1997,
dumbledore'un ölümünden
iki gün önceEN BÜYÜK BÜYÜCÜLERİN bile yüreğinde biraz korku bulunurdu.
Yo, kendileri için olan bir tür korkudan bahsetmiyoruz.
En büyükler yalnızca sevdikleri için korkarlardı çünkü sihir damarlarınızda aksa da, öldüren laneti uygulayacak cesaretiniz olsa da, bilekleriniz dövüş için usta olsa da sevdiğinizin kaderini hiçbir mutlak güç değiştiremezdi.
Bundandır ki en büyükler hep yalnızdır. Bu tahta ulaşmak için gereken üstün cesaret ve zekaya ermek için yapayalnız olmayı kabullenmeleri gerekir.
En büyük büyücülerden biri olan Albus Dumbledore yakın tarihte bir tek şunun için endişe ve korku duymuştu: Voldemort'un yükselişi öylesine hızlı ilerlemişti ki, onu yeneceğine inandığı Harry Potter 4. senesinde ve 5. senesinde ölümle burun buruna geldiğinde.
Çok iyi hatırlıyoru Albus, yüreğinin nasıl kaçacak yer bulamadığını. Çocuğun hayatı için değildi tabii ki de korkusu, büyücülük dünyasının geleceği içindi.
Ve şimdi, iyi tarafın kaybedeceğini artık kabullenmiş olduğundan bir çözüm olarak yaptığı planı uygulamaya sokmak için buraya gelmişti.
Gençliğinde yalnızca iki sefer ziyaret ettiği en köklü ve eski büyücü kasabasına.
İki katlı, taştan duvarlarla inşa edilmiş mütevazı bir evin önünde duruyordu.
Hızlı adımlarla bahçeyi geçip kapıyı tıklattı. Evin etrafındaki koruma büyüsünü bizzat kendi yaptığından, yayılan sihri iliklerine kadar hissedebiliyordu.
Kapı yavaşça açıldı. Karşısında aynı kendi gibi 100lerine gelmiş ama kesinlikle Albus'tan daha dinç ve çekici görünen bir tene sahip kadın duruyordu şimdi.
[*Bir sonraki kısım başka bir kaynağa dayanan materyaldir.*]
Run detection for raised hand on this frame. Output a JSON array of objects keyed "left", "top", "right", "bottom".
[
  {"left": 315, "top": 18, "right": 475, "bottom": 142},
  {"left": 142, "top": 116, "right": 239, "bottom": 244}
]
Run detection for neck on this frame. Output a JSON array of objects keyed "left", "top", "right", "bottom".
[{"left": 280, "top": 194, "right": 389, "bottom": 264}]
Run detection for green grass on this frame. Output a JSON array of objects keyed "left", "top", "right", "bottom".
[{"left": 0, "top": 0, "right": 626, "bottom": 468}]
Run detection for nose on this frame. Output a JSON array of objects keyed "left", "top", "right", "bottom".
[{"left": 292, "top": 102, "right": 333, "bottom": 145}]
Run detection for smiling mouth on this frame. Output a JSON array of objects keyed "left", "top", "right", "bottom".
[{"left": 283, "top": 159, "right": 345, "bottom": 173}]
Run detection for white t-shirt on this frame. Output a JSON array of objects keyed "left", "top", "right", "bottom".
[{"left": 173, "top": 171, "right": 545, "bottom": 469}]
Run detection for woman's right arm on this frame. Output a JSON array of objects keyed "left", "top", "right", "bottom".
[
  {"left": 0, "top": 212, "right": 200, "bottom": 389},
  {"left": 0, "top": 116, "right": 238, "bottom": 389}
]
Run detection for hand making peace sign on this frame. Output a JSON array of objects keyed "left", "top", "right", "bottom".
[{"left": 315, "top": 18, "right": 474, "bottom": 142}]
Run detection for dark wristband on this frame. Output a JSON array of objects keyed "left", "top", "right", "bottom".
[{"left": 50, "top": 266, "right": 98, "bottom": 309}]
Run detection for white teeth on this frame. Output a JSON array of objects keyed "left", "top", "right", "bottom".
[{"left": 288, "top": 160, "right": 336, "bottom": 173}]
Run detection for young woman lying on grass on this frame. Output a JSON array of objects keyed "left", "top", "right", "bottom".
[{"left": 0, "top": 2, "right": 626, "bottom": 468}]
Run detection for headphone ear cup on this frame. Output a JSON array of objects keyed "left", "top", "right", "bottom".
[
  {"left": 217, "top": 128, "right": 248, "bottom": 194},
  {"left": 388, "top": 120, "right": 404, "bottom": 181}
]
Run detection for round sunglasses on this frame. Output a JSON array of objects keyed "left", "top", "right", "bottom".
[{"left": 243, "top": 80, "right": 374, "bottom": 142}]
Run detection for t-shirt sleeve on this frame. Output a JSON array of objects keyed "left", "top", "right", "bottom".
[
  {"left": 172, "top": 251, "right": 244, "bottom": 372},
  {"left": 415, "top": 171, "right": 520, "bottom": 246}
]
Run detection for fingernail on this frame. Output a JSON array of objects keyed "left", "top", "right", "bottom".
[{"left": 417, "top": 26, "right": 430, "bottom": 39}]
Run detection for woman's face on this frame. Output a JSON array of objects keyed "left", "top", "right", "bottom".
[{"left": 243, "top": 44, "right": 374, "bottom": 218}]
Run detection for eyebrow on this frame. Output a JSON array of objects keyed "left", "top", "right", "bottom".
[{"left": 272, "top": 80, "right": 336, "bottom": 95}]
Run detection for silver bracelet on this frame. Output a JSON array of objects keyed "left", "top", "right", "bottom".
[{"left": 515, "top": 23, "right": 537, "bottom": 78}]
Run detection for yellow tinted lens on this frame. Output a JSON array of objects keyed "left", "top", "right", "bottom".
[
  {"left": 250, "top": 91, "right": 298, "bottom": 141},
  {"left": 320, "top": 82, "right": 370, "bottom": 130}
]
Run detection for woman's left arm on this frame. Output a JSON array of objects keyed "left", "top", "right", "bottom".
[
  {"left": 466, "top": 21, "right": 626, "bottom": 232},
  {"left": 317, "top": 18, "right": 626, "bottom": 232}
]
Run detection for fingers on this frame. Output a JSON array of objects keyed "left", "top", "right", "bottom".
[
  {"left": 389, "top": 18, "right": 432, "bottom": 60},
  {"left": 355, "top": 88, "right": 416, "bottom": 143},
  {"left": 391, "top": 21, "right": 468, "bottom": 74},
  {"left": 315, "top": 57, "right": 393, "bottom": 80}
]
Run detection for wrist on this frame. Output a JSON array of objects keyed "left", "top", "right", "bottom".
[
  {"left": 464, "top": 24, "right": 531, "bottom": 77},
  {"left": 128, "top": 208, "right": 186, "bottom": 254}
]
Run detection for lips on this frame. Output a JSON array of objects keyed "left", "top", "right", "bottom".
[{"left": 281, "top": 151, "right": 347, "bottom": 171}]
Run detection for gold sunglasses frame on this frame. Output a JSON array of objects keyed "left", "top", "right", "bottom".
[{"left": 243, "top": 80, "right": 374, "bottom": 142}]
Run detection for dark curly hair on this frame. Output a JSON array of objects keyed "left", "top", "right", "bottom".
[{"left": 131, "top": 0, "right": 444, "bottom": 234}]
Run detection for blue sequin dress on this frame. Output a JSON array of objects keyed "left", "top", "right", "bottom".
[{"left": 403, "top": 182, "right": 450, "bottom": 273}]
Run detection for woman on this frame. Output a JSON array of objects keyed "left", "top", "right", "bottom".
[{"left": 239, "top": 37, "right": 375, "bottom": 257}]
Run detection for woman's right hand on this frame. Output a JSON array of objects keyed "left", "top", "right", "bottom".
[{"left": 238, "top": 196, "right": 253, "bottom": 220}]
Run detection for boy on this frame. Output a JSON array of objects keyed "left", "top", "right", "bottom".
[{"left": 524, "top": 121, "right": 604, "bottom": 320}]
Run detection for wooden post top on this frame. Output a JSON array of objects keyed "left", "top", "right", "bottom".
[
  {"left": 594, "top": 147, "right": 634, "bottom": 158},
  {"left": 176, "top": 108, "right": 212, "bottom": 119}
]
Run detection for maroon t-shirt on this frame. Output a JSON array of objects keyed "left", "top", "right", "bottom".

Kadının yay misali ince kaşları hafifçe havaya kalktı.
"Bunca zaman sonra?.." diyebildi kadın yalnızca. Gençliğindeki o süt gibi güzel ve şeker gibi tatlı sesinden eser kalmamıştı. Pürüzlü, yaşlı bir sesti artık.
"Beni içeri davet etmeni rica edebilir miyim, sevgili dostum Clarice? Aksi halde bacadan gireceğim. Bu oldukça önemli." tatlı tatlı gülümsedi adam.
Kadın sırıttı. "İnatçı bunak," derken yüzü eski ciddi haline döndü. "Niçin geldin?"
"Rica ederim içeri girelim," sonradan bir ley hatırlamış gibi kaşları ilgiyle havaya kalktı, hemen, "Ayrıca biraz tarçınlı çay ve limonlu kek de harika olur." derken göz kırptı.
Bu onların oldukça uzun yıllar önce belirlediği bir şifreydi. Kadın bunu söylemediği sürece Albus Dumbledore'un bedenindeki kimseyi eve almıyordu.
İkisi birlikte içeri girdiler. Şöminenin yanındaki bir kanepeye oturmuş yetmişlerinde gibi görünen bir kadın, pür dikkat örgü örüyordu. Misafirleri olduğunu fark etmemiş gibiydi.
"Şuraya oturabilirsin, Albus." derken yaşlı kadın eliyle şöminenin karşısındaki üçlü koltuğu işaret etti, Albus Dumbledore oturdu.
Örgü ören diğer kadın aniden başını kaldırıp gelenin kim olduğuna bakınca, İngiltere'nin en büyük büyücüsüyle göz göze geldi.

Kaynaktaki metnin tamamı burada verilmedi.